A new study, based on health data from nearly half a million adults, adds to those warnings, finding that people who primarily sit at work have a 16 percent higher risk of mortality from all causes and a 34 percent higher risk of death from heart disease than those who primarily do not sit.
However, a little exercise each day may help to reduce that risk significantly. According to the study, published in JAMA Network Open, continual sitters who engage in an additional 15 to 30 minutes of physical activity each day may reduce their risk of death to the same level as persons who do not sit at work.
"The serious risks associated with prolonged occupational sitting can be mitigated by incorporating regular breaks and engaging in additional physical activity," wrote Chi-Pang Wen, MD, PhD, of the Institute of Population Health Science at Taiwan's National Health Research Institute, and his study coauthors. "Systemic changes, such as more frequent breaks, standing desks, designated workplace areas for physical activity, and gym membership benefits, can help reduce risk."
Short bursts of activity can provide significant health gains.
Dr. Wen and his colleagues studied over half a million Taiwanese people aged 20 and up. The researchers reported around 26,000 deaths over a nearly 13-year follow-up period. A total of 15,045 (57 percent) of these deaths occurred among people who primarily sat at work. None of the participants had been diagnosed with cardiovascular disease before to the trial.
According to questionnaire replies, participants were divided into three groups based on their workplace sitting habits: predominantly sitting, alternate sitting and nonsitting, and mostly nonsitting. The study participants also submitted information on their levels of physical exercise.

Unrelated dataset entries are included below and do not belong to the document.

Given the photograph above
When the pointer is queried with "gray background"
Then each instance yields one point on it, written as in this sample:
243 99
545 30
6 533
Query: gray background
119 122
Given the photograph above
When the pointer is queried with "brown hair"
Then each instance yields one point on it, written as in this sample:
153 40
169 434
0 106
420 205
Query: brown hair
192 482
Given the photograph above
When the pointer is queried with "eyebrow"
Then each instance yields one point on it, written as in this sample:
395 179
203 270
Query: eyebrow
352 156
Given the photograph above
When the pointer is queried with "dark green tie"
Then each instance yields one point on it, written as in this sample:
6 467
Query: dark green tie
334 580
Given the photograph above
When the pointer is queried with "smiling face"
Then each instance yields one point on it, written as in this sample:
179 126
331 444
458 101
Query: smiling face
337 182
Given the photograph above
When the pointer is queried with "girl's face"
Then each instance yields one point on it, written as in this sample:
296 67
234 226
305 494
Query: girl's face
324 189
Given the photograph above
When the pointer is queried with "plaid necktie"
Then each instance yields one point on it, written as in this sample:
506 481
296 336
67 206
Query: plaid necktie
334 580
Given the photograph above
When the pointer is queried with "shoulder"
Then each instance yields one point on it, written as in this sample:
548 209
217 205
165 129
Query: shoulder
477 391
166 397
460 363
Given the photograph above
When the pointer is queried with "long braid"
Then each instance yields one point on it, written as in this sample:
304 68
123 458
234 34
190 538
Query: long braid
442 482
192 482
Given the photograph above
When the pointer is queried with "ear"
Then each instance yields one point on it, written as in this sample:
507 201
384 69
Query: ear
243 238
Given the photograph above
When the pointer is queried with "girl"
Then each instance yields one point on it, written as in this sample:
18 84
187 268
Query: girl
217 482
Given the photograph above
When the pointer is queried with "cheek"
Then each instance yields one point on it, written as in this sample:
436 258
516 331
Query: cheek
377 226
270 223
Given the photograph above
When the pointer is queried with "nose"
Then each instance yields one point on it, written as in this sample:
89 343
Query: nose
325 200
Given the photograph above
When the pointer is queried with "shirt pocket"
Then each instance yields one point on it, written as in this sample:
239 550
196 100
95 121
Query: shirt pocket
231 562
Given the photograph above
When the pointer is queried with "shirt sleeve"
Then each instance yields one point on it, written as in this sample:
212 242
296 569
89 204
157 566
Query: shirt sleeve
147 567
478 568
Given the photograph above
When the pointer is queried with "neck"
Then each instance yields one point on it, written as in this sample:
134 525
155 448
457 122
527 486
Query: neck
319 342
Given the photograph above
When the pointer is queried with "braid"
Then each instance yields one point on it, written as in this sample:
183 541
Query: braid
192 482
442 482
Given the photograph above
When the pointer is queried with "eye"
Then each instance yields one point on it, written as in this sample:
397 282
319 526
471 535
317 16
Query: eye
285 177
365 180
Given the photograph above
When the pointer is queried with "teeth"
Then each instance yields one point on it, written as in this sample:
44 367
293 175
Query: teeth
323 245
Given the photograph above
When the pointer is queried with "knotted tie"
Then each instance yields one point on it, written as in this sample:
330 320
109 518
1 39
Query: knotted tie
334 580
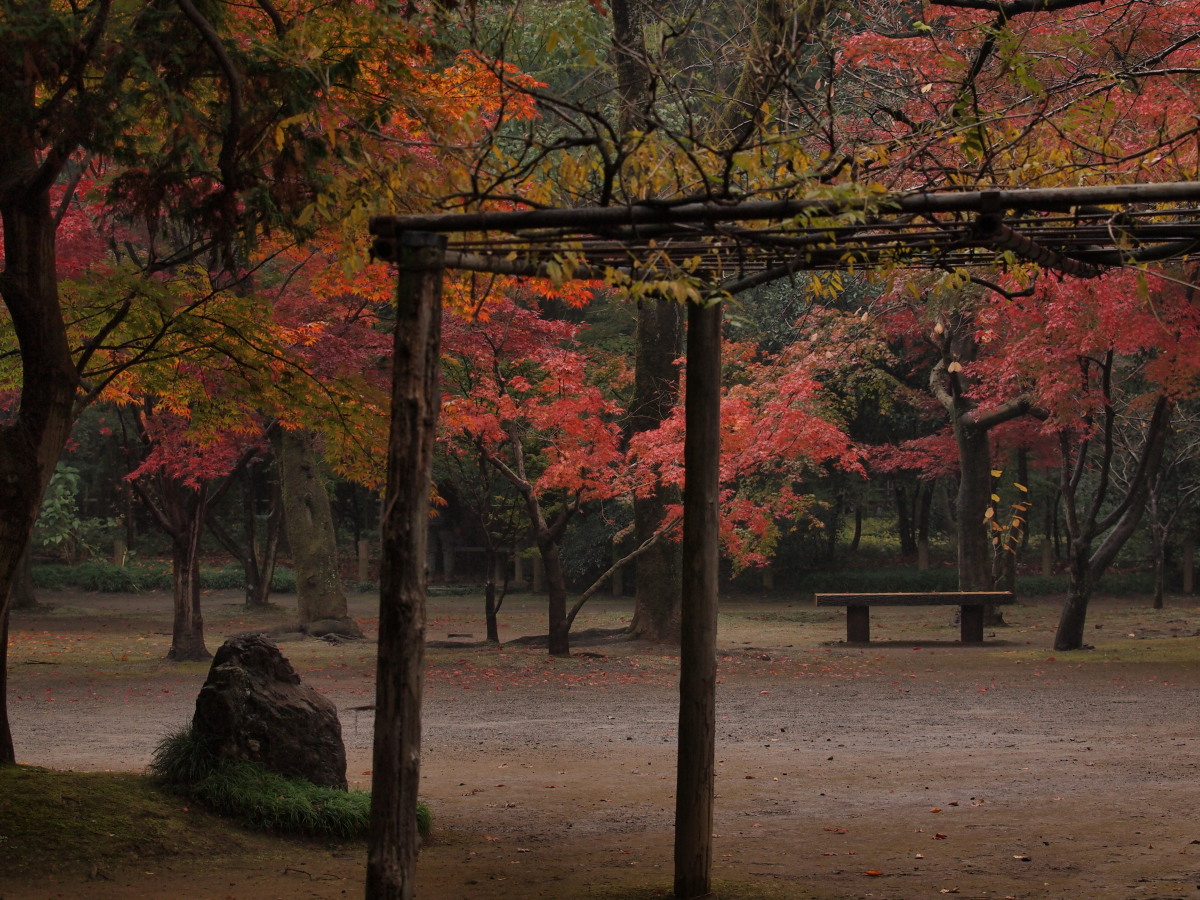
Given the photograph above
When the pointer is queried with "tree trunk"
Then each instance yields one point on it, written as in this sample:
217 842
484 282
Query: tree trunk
971 504
259 567
180 511
31 441
659 342
658 586
1158 541
1087 565
905 521
185 508
490 609
23 597
7 753
396 751
558 625
310 526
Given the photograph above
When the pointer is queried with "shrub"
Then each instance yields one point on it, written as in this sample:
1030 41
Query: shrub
227 577
259 798
283 581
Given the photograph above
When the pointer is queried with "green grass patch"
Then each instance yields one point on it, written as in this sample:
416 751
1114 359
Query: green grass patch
63 821
262 799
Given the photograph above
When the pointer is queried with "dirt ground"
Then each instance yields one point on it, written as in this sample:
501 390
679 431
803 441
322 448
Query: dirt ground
912 767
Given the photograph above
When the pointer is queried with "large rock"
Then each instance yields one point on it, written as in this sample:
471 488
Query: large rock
253 707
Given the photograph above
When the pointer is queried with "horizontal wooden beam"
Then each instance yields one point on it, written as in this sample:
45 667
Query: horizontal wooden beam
597 219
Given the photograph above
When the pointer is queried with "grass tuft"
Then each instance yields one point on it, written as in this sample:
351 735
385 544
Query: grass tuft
259 798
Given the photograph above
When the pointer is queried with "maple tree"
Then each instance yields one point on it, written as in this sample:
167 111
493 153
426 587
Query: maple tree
1098 355
522 402
173 105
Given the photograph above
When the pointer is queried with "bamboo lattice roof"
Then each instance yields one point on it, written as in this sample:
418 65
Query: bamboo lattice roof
1078 231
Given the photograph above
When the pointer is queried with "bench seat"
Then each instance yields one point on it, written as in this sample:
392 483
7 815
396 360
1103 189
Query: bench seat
971 605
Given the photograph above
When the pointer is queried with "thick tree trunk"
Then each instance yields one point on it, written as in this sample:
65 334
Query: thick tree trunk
23 597
1073 618
186 510
657 589
310 526
971 504
396 753
556 587
31 441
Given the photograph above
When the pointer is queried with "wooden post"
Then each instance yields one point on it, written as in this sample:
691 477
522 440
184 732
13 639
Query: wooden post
618 577
539 575
364 561
697 669
393 841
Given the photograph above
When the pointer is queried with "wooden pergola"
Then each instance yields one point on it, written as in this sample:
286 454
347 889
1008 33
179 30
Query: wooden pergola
727 247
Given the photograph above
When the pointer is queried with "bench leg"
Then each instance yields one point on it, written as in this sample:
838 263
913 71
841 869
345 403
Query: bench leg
972 623
858 624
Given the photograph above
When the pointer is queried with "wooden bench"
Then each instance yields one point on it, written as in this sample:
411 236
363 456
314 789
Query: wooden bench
858 609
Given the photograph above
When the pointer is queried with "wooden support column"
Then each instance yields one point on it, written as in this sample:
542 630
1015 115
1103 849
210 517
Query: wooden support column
393 843
697 670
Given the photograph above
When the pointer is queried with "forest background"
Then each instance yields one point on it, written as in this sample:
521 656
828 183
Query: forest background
191 319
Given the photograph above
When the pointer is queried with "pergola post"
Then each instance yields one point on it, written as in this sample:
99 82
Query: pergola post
393 844
697 669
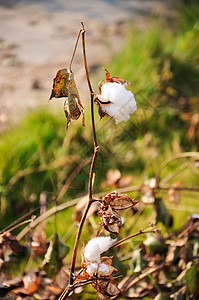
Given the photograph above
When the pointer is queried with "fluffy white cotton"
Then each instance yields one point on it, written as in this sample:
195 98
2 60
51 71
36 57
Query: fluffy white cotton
122 101
97 246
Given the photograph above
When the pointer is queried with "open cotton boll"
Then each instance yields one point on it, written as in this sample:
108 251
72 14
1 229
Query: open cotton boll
97 246
91 251
122 101
92 268
103 269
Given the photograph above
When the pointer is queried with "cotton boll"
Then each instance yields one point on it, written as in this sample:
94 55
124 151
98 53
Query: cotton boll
122 101
91 251
92 268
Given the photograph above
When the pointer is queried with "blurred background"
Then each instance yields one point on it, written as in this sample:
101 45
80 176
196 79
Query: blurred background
154 45
153 156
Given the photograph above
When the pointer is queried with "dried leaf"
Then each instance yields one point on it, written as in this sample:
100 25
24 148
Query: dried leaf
112 289
64 86
173 194
56 252
73 107
137 260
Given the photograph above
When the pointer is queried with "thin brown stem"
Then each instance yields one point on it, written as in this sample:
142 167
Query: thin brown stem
75 48
96 149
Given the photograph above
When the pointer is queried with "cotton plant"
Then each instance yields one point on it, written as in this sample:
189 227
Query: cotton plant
114 101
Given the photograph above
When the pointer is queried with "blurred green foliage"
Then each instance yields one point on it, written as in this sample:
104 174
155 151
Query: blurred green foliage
162 62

Individuals who sat most of the time at work had significantly higher overall risks than those who alternated between sitting and nonsitting, as well as those who sat predominantly. The dangers between the alternating sit and nonsit group and the nonsitters were comparable.
According to the study's findings, persons who spend most of their time at work sitting and engaging in little physical activity — ranging from less than 15 minutes to 29 minutes per day — would gain greatly from adding a little extra movement to their day. For this cohort, adding 15 to 30 minutes of daily physical exercise reduced their risk of death to the same level as individuals who do not sit at work.
The findings back up prior study demonstrating how short bursts of activity might significantly reduce the probability of dying prematurely in persons who are generally inactive. The Physical Activity Guidelines for Americans indicate that individuals engage in at least 150 minutes of moderate-intensity aerobic physical activity or 75 minutes of vigorous-intensity physical activity per week, or an equivalent combination of the two.
Finding Simple Ways to Incorporate Exercise into Your Daily Life.
"The study really highlights that to be healthier, you have to first observe how much you are moving or not moving," says Anand Rohatgi, MD, a preventive cardiologist and professor of medicine at the University of Texas Southwestern Medical Center in Dallas. "Then set some goals to do a little bit more with respect to standing, walking, moving, and more actual exercise."
According to Dr. Rohatgi, research suggests that persistent sitters may benefit from simple work breaks that do not require organized exercise regimens, such as standing up at your desk or taking a 10-minute stroll every few hours.
Jay Dawes, PhD, an associate professor of applied exercise science at Oklahoma State University in Stillwater, encourages people to find methods to incorporate more movement into their daily lives, such as climbing the stairs, parking farther away from store and workplace doors, and walking during phone calls.
He adds that people should incorporate a combination of strength training and stretching into their everyday routines, as well as aerobic exercise. “Just having some base level of strength is really important,”says Dr. Dawes.
His overarching message from the study is that any activity can contribute to improved health. "The key is to just do something," he said.